The president also defended his past and present rhetoric about the Soviets, reproving those who "said it was provocative to tell the truth about repression in the Soviet Union, about Soviet overseas adventures, about Soviet violations of past agreements."

Reagan said that the INF treaty demonstrated the value of this frank talk and "lots of hard work and patience."

He said that after the summit, "we will keep our negotiators working on an agreement that could lead to cutting the U.S. and Soviet long-range nuclear arsenals in half and reducing the disparities in conventional forces" between the North Atlantic Treaty Organization and Warsaw Pact nations in Europe.

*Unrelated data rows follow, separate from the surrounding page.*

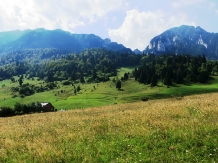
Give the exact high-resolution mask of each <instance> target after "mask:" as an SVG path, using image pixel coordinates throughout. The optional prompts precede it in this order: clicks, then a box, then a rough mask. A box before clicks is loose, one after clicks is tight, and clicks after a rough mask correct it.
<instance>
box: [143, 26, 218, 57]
mask: <svg viewBox="0 0 218 163" xmlns="http://www.w3.org/2000/svg"><path fill="white" fill-rule="evenodd" d="M144 53H145V54H190V55H203V54H204V55H205V56H206V57H207V58H209V59H218V33H209V32H207V31H205V30H204V29H202V28H201V27H193V26H186V25H182V26H180V27H175V28H171V29H169V30H167V31H165V32H163V33H162V34H160V35H158V36H156V37H154V38H153V39H152V40H151V41H150V44H149V45H148V46H147V47H146V48H145V50H144Z"/></svg>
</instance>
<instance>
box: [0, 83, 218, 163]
mask: <svg viewBox="0 0 218 163" xmlns="http://www.w3.org/2000/svg"><path fill="white" fill-rule="evenodd" d="M99 87H100V86H99ZM139 87H140V85H139ZM217 99H218V94H217V93H210V94H203V95H192V96H185V97H184V98H182V99H178V98H176V97H171V98H169V99H159V100H149V101H146V102H134V103H128V104H117V105H111V106H104V107H92V108H88V109H75V110H71V111H64V112H60V111H59V112H52V113H39V114H30V115H23V116H15V117H9V118H0V162H11V163H12V162H16V163H21V162H30V163H43V162H46V163H47V162H87V163H90V162H93V163H94V162H96V163H99V162H114V163H115V162H116V163H123V162H125V163H126V162H186V163H187V162H205V163H206V162H217V161H218V129H217V127H218V118H217V117H218V104H217Z"/></svg>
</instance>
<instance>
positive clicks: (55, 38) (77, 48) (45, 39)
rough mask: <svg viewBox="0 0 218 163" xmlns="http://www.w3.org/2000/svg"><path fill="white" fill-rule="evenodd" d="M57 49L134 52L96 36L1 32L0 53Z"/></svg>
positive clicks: (16, 31)
mask: <svg viewBox="0 0 218 163" xmlns="http://www.w3.org/2000/svg"><path fill="white" fill-rule="evenodd" d="M38 48H41V49H44V48H55V49H60V50H67V51H72V52H77V53H79V52H81V51H82V50H84V49H89V48H105V49H107V50H112V51H118V52H132V51H131V49H129V48H126V47H125V46H123V45H121V44H118V43H116V42H111V41H110V39H102V38H100V37H99V36H96V35H94V34H72V33H70V32H66V31H62V30H60V29H57V30H46V29H43V28H38V29H35V30H24V31H19V30H17V31H9V32H0V52H1V53H4V52H9V51H17V50H24V49H38Z"/></svg>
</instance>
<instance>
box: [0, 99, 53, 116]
mask: <svg viewBox="0 0 218 163" xmlns="http://www.w3.org/2000/svg"><path fill="white" fill-rule="evenodd" d="M48 111H49V110H47V109H45V108H43V107H42V105H41V104H40V103H39V102H33V103H30V104H20V103H16V104H15V105H14V108H12V107H1V108H0V117H9V116H15V115H22V114H30V113H41V112H48ZM55 111H56V110H55Z"/></svg>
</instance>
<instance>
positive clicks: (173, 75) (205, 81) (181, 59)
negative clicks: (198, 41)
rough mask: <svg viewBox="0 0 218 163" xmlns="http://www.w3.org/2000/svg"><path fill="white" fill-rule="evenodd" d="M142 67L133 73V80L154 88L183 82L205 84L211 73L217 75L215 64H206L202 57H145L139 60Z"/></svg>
mask: <svg viewBox="0 0 218 163" xmlns="http://www.w3.org/2000/svg"><path fill="white" fill-rule="evenodd" d="M141 64H142V65H143V66H141V67H139V68H136V69H135V70H134V72H133V75H134V77H135V80H137V81H138V82H140V83H144V84H150V85H151V86H156V85H157V83H158V81H161V82H163V83H164V84H165V85H172V83H173V82H175V83H178V84H179V83H184V82H187V81H188V82H200V83H206V82H207V81H208V79H209V76H210V74H211V73H217V72H218V71H217V66H218V63H217V62H212V61H211V62H208V61H207V60H206V57H205V56H204V55H202V56H201V55H199V56H190V55H159V56H157V55H147V56H143V57H142V59H141Z"/></svg>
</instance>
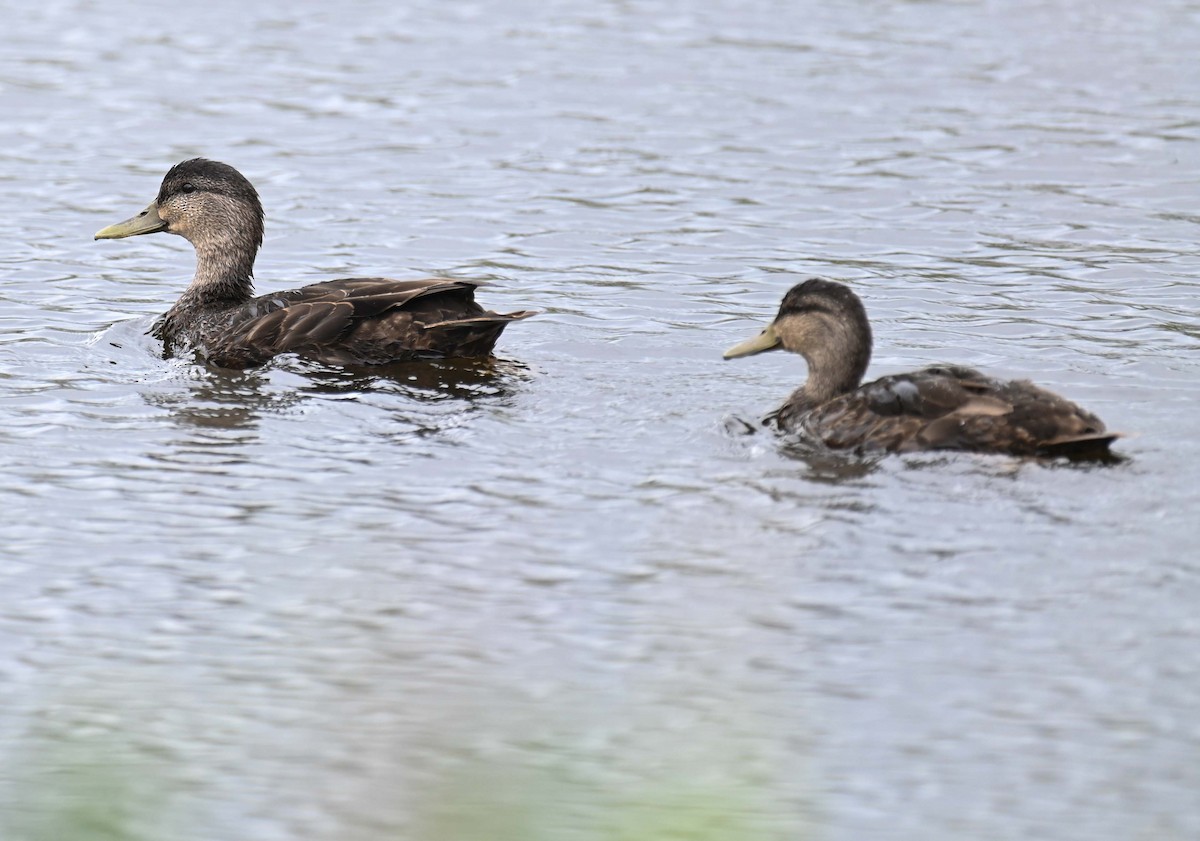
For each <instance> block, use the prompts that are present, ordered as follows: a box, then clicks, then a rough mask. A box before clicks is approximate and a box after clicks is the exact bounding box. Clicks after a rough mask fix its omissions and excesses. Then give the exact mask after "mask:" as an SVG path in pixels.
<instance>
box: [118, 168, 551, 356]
mask: <svg viewBox="0 0 1200 841" xmlns="http://www.w3.org/2000/svg"><path fill="white" fill-rule="evenodd" d="M160 230H164V232H168V233H174V234H179V235H181V236H185V238H186V239H187V240H188V241H191V242H192V245H193V246H194V247H196V256H197V264H196V277H194V278H193V280H192V283H191V286H188V288H187V289H186V290H185V292H184V294H182V295H181V296H180V299H179V301H176V304H175V305H174V306H173V307H172V308H170V310H169V311H168V312H167V313H164V314H163V316H162V318H160V319H158V320H157V322H156V323H155V326H154V329H152V332H154V335H155V336H156V337H157V338H160V340H161V341H162V342H163V349H164V353H166V354H168V355H170V354H175V353H180V352H182V350H194V352H196V353H197V354H198V355H199V356H200V358H202V359H204V360H206V361H209V362H211V364H214V365H218V366H222V367H232V368H244V367H248V366H253V365H260V364H263V362H265V361H268V360H269V359H271V358H272V356H276V355H278V354H283V353H294V354H299V355H301V356H305V358H307V359H313V360H318V361H322V362H328V364H334V365H383V364H386V362H394V361H401V360H406V359H415V358H427V356H486V355H488V354H490V353H491V352H492V348H493V347H494V346H496V341H497V340H498V338H499V336H500V332H503V330H504V328H505V326H506V325H508V324H509V322H514V320H517V319H522V318H528V317H529V316H532V314H534V313H532V312H524V311H523V312H515V313H496V312H490V311H486V310H484V308H482V307H481V306H479V305H478V304H476V302H475V299H474V295H475V288H476V287H478V286H480V284H479V283H478V282H473V281H460V280H444V278H431V280H418V281H396V280H391V278H385V277H350V278H342V280H337V281H326V282H323V283H313V284H311V286H306V287H301V288H299V289H288V290H286V292H277V293H270V294H266V295H260V296H258V298H254V296H253V292H252V272H253V265H254V257H256V256H257V253H258V248H259V246H260V245H262V241H263V209H262V204H260V203H259V200H258V193H257V192H256V191H254V188H253V186H251V184H250V181H247V180H246V179H245V178H244V176H242V175H241V174H240V173H239V172H238V170H236V169H234V168H233V167H229V166H228V164H223V163H218V162H216V161H206V160H204V158H194V160H192V161H185V162H182V163H180V164H176V166H175V167H173V168H172V169H170V172H168V173H167V175H166V178H163V181H162V186H161V188H160V191H158V197H157V199H156V200H155V202H154V203H152V204H151V205H150V206H149V208H146V210H145V211H143V212H142V214H139V215H138V216H134V217H133V218H131V220H128V221H126V222H121V223H119V224H115V226H110V227H109V228H106V229H103V230H101V232H100V233H98V234H97V235H96V238H97V239H116V238H121V236H131V235H137V234H148V233H155V232H160Z"/></svg>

Reagan called the INF agreement "a first step across the open frontier towards a safer world for you and your children. And my plan -- our plan -- should be to keep right on marching."

When a student questioner asked Reagan what he would say if he could ever advise Gorbachev, the president replied: "To really stick with his program of glasnost {openness} . . . and to make their country like ours . . . {so} that people don't want to leave."